A holiday tradition that's been months in the making inched closer on Sunday, Dec. 16, to its gratifying conclusion.
In the bright basement of a Towson parishioner's home, which in recent years has become a hub of holiday activity and goodwill, a dozen local residents gathered to wrap more than 600 Christmas presents to be delivered this week to a pair of Baltimore City elementary schools.
But as the undertaking led by Hunt's Memorial United Methodist Church in Towson to give gifts to a few dozen city students has grown to include as recipients two full elementary schools, the church's Mid-High youth group has enlisted another church, a Cub Scout troop and local middle school students to ensure the children would all receive a present on Friday, Dec. 21.
"We've gotten a lot of help this year," said Caroline Boyle, 15, whose father, P.J. Boyle was hosting the wrapping event.
For the last four years, members of the Hunt's Memorial United Methodist Church Mid-High youth group have done their part in brightening the holidays for Baltimore City elementary school students. Starting in September, they begin fundraising to purchase gifts, and then lead the effort to collect the gifts. Year after year, they've tried to expand the program in order to spread more holiday cheer.
After a few years of delivering to just a handful of classrooms, the group last December gave every student at Charles Carroll Barrister Elementary School in Pigtown a box of Christmas gifts.
This year, a second school — Frederick Elementary in southwest Baltimore — will benefit from the church group's generosity.
It's a large undertaking for the youth group which spearheads the efforts but Caroline said the process is more or less the same as last year,
P.J. Boyle said adding a second school had been a tentative goal for next Christmas, but given the added support from other groups, the second school has been a seamless addition this year.
Parishioners from the Church of the Holy Comforter in Lutherville joined Hunt's efforts this year and contributed both giftboxes and their time, with members of both Holy Comforter's and Hunt's knitting groups crafting homemade hats for the city children.
One Holy Comforter parishioner works at Under Armour and provided 200 shoeboxes for the effort, and as part of a service group at Dumbarton Middle School which Caroline helps with, students from that school contributed as well.
All that complemented the traditional generosity of the Hunt's Memorial parishioners in the effort, Caroline said.
In addition, 20 full boxes were anonymously donated to the church, and even the tape and wrapping paper came courtesy of the church's membership, Meredith Boyle said.

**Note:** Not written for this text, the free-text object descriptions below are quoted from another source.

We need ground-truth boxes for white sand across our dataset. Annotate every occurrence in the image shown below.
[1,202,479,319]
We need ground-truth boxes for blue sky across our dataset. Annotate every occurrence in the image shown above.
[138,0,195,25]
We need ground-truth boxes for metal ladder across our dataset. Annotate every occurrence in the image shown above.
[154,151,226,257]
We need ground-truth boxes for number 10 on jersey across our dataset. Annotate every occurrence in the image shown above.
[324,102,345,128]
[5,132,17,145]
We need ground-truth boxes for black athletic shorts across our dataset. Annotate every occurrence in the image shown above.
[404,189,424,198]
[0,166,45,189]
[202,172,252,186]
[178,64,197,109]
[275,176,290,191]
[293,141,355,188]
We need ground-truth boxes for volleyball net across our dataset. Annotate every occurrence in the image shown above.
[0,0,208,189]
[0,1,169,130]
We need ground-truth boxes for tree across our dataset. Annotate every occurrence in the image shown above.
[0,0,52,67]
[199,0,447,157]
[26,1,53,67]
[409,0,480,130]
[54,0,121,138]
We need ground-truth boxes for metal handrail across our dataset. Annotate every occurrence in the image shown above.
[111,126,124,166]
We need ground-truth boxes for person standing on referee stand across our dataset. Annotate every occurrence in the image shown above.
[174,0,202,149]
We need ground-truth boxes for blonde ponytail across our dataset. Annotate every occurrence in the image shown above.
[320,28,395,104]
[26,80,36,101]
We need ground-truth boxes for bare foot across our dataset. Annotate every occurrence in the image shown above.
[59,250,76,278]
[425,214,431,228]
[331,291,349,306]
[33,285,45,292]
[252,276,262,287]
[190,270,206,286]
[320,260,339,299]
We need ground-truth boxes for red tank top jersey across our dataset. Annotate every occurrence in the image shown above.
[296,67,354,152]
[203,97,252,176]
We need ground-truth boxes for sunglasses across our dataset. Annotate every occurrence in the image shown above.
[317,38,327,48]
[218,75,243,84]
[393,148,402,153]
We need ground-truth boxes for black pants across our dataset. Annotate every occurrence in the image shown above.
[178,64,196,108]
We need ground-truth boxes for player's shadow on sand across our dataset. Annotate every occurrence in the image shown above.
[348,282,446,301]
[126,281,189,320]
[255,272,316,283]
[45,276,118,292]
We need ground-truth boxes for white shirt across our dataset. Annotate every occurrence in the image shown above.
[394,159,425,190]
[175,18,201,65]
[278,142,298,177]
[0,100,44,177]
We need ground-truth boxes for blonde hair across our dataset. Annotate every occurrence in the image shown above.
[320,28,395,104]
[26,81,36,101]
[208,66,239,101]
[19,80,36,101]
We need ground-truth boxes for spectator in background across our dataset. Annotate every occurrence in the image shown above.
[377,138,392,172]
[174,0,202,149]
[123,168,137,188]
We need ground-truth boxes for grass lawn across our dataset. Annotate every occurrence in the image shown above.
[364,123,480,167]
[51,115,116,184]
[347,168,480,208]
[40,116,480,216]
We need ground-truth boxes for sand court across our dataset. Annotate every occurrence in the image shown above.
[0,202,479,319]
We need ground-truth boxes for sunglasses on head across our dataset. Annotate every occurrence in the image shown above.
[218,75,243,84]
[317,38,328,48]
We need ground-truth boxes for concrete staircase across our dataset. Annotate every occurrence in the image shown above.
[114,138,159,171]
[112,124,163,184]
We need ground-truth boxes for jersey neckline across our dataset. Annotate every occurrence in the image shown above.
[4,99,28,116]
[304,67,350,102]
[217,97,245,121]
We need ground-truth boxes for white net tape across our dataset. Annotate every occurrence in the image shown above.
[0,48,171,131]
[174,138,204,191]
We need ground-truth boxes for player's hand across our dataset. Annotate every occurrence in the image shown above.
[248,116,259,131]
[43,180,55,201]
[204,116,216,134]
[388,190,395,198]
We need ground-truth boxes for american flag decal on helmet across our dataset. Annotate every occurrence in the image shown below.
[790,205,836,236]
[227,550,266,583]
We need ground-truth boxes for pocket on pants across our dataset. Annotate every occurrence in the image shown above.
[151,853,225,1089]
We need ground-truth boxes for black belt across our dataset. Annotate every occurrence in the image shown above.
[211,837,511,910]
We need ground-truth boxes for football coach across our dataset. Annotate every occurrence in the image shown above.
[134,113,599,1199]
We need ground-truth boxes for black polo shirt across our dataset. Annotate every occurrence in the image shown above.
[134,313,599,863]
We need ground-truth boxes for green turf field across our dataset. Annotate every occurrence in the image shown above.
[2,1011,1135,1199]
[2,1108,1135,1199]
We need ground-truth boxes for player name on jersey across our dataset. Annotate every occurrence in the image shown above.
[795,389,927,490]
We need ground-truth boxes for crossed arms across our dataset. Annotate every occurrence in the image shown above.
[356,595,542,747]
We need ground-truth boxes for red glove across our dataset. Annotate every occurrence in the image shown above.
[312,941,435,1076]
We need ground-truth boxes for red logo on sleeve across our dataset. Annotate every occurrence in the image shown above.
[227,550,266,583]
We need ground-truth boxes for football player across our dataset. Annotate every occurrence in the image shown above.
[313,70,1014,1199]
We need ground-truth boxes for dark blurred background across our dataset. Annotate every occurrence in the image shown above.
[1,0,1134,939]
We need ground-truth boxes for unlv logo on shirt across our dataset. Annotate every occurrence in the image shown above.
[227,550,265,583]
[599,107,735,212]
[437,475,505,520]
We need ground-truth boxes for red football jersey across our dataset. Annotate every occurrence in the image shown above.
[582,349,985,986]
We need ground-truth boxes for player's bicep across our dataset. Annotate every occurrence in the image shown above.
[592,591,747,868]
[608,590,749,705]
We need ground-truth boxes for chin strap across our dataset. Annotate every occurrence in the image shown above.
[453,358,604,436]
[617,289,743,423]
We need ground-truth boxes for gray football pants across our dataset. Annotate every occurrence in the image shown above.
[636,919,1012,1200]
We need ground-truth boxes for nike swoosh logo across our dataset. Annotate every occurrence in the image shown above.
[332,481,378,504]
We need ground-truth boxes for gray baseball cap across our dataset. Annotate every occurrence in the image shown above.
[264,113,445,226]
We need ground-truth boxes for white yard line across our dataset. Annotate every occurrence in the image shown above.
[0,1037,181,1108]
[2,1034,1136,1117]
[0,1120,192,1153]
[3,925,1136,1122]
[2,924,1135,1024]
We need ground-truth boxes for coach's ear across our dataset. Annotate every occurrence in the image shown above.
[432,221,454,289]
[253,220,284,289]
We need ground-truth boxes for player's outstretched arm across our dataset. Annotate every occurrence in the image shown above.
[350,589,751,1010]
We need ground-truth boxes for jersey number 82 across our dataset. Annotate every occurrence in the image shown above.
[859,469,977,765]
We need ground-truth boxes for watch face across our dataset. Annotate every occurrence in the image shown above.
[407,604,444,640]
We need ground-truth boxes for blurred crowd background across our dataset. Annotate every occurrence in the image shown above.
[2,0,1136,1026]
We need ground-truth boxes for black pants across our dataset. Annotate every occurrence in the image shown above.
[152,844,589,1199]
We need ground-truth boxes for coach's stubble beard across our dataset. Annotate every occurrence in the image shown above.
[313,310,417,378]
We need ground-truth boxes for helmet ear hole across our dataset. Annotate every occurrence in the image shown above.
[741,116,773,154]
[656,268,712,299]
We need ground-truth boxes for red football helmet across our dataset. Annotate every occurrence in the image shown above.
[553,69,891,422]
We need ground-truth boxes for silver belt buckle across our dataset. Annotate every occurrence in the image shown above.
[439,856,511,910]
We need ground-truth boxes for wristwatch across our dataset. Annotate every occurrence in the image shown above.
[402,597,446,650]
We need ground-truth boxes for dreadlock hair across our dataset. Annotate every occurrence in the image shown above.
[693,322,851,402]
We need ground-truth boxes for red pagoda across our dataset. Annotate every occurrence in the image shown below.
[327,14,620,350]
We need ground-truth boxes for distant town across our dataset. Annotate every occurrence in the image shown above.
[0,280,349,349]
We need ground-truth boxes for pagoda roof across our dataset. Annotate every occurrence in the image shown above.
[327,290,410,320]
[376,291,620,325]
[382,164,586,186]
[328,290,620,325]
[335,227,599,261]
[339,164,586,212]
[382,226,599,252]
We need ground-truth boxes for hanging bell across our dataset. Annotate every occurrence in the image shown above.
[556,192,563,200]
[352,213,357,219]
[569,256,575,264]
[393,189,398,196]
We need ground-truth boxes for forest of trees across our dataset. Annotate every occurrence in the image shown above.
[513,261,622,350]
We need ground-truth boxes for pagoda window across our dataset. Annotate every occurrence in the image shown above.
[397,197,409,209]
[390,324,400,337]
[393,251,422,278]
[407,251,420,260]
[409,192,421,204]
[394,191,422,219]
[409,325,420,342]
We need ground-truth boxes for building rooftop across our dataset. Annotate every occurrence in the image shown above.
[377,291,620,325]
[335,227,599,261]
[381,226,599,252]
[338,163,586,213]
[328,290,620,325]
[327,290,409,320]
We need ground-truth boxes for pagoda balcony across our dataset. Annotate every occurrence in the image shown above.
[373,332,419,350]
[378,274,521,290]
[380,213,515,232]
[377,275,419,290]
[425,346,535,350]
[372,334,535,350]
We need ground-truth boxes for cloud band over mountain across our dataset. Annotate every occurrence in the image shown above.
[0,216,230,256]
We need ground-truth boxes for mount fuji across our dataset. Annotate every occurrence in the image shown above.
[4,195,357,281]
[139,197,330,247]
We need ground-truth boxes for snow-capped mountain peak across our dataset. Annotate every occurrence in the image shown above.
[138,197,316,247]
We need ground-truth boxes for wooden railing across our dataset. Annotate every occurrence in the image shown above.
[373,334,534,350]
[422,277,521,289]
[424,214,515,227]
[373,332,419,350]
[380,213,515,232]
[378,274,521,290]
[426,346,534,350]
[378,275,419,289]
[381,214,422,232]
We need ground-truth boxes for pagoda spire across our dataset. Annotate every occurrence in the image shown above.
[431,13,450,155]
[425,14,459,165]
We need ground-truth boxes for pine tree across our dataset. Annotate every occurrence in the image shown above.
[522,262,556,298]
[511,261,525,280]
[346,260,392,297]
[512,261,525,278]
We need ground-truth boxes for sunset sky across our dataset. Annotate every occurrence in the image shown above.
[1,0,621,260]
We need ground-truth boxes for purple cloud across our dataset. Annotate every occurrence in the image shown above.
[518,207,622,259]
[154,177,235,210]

"Every time we'd come in on Sunday, there would be 20 more boxes," Caroline said. We had to figure out how to get them to the car."
It's a long, involved process, but Patricia Banks, a West Towson resident, who oversees the Mid-High group, said the teens feel more than fulfilled when the presents are delivered.
"That's definitely what makes it all worthwhile," Banks said. "They're so excited."
Sunday's wrapping session was efficient and organized, a feat in itself given the scale of the operation. Each gift box contains a knit hat and a pair of gloves, some toiletry items like toothbrushes, and candy and toys.
The presents were stacked under hanging signs indicating the grade and gender of the recipient.
Once wrapped, the presents are bagged and tagged with their destination in advance of delivery on Dec. 21.
On Sunday Dec. 16, the speedy wrapping process gave way to the boundless energy of the Cub Scouts of Troop 319, who operate out of Hunt's church, and who were charged with delivering a carload of gifts for the young boys at Charles Carroll Barrister and Frederick elementary schools.
Cubmaster Michael Dett, who lives in Village Green, said the enthusiasm of the troop's 46 young members far exceeded other December service projects.
"We thought it would be a great way for the boys to give back," Dett said.
The Cubmaster, who himself was a Cub Scout in Troop 319 as a boy, said the opportunity to spread a little holiday cheer and help the boys understand that people who are otherwise just like them might need a little help was "a natural fit."
They wrapped at a recent troop-wide meeting, and the Cub Scouts' zeal for the project helped them sail through what Dett believed would be a difficult activity.